Lykken was the proponent of a set-point theory of happiness, which argues that variation in sense of well-being is half determined by genetics and half determined by circumstances, and has been the subject of international media attention. His research findings suggest that variation in baseline levels of cheerfulness, contentment, and psychological satisfaction is largely a matter of heredity.

He was also a proponent of introducing a scheme whereby every parent or prospective parent would have to obtain a license in order to have a legal baby, which would depend on the parents being married, financially independent, having no criminal record or debilitating illness, and not being assessed as high in psychopathy or sociopathy.

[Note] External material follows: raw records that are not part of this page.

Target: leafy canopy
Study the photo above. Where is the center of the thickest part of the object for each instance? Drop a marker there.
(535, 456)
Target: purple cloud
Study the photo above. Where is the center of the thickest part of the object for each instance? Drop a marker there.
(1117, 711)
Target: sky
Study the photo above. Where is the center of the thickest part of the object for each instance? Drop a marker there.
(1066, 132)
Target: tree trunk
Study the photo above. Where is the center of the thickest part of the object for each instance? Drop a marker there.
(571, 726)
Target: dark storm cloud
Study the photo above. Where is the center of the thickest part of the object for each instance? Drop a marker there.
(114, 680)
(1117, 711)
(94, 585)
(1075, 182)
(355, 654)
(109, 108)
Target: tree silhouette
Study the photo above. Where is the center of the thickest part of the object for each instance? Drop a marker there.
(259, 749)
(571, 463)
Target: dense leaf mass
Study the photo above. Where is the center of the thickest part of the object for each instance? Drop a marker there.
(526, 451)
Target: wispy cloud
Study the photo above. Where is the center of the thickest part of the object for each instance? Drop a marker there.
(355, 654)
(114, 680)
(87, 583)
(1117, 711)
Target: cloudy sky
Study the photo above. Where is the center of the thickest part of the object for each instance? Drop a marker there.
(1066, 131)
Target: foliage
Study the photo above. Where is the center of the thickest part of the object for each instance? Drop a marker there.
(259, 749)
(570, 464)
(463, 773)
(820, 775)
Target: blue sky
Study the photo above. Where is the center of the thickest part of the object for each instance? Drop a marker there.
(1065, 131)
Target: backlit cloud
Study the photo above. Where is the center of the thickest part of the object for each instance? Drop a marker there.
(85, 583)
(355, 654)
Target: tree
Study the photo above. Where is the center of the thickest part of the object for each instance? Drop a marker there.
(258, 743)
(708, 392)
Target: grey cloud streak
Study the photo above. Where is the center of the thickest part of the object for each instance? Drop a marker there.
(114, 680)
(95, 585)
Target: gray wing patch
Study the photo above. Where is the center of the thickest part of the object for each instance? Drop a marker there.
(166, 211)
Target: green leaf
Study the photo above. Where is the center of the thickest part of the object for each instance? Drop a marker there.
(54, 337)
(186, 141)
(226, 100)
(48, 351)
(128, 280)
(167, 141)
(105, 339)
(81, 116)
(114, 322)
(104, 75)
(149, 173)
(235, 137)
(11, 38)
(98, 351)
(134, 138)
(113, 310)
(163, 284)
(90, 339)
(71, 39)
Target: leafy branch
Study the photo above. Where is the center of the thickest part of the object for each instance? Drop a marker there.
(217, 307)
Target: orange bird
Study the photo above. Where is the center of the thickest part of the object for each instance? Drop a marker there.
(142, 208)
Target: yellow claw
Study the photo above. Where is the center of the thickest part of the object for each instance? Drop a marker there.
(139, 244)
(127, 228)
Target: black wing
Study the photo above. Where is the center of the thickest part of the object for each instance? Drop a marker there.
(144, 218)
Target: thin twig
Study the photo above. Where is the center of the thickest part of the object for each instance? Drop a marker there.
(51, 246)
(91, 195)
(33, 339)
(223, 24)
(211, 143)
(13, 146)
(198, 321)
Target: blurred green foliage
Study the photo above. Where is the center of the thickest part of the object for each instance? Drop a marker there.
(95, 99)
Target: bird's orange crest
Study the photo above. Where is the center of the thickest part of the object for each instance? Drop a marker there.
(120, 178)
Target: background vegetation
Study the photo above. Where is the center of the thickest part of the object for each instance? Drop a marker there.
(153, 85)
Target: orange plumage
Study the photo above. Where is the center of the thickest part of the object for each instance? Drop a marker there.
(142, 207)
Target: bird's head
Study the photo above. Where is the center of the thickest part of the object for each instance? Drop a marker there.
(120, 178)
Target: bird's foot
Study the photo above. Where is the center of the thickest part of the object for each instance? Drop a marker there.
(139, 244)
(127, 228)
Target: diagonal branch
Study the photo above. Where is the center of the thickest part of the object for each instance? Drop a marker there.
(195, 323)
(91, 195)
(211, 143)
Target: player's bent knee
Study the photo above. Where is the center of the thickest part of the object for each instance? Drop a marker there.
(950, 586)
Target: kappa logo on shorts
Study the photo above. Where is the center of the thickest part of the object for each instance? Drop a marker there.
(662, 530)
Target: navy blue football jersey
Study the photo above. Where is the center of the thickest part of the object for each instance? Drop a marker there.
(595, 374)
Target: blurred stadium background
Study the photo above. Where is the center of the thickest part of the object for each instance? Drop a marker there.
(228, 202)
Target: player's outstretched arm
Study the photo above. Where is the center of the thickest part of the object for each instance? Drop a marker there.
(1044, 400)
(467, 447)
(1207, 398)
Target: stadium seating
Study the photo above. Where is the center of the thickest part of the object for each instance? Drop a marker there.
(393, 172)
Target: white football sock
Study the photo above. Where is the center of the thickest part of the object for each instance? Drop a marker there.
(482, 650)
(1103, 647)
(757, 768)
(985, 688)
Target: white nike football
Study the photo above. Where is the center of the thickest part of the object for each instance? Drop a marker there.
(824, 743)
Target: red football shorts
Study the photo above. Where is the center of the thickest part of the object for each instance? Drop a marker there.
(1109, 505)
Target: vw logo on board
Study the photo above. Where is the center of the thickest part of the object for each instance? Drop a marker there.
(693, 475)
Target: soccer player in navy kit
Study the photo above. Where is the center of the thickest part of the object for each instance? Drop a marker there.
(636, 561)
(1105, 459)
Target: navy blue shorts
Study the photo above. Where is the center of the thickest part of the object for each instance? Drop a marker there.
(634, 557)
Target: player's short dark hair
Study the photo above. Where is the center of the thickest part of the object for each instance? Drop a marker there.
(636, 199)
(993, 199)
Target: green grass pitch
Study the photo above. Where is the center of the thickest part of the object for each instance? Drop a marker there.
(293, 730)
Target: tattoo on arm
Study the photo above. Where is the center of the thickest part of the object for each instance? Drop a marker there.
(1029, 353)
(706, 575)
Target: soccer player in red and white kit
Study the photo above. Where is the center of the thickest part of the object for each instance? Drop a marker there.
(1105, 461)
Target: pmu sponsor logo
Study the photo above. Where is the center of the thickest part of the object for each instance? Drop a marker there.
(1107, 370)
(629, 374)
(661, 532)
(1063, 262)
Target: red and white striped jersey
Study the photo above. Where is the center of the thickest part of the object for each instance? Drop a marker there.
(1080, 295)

He was elected a Fellow of the American Psychological Association (Division 1), a Charter Fellow of the American Psychological Society and a Fellow of the American Association for the Advancement of Science. He was also a member of the Behavior Genetics Association and the International Society for Twin Research. Throughout his career, he consulted with government and industry. He frequently testified as an expert witness on polygraph testing and personality assessment in the wake of Daubert standard requirements.

==Funding==
Some of Lykken's work was funded by the Pioneer fund. An organization founded by Americans sympathetic to Nazi policy on eugenics which openly modelled its support of eugenics on the Nazi Lebensborn breeding program, and has often explicitly promoted scientific racism at numerous points in its history up to and including the present. Lykken defended his acceptance of money from the fund, writing "If you can find me some rich villains that want to contribute to my research—Qaddafi, the Mafia, whoever—the worse they are, the better I'll like it. I'm doing a social good by taking their money... Any money of theirs that I spend in a legitimate and honorable way, they can't spend in a dishonorable way". Nevertheless, he has praised the theories of eugenic academics associated with or on the board of the pioneer fund, such as Richard Lynn.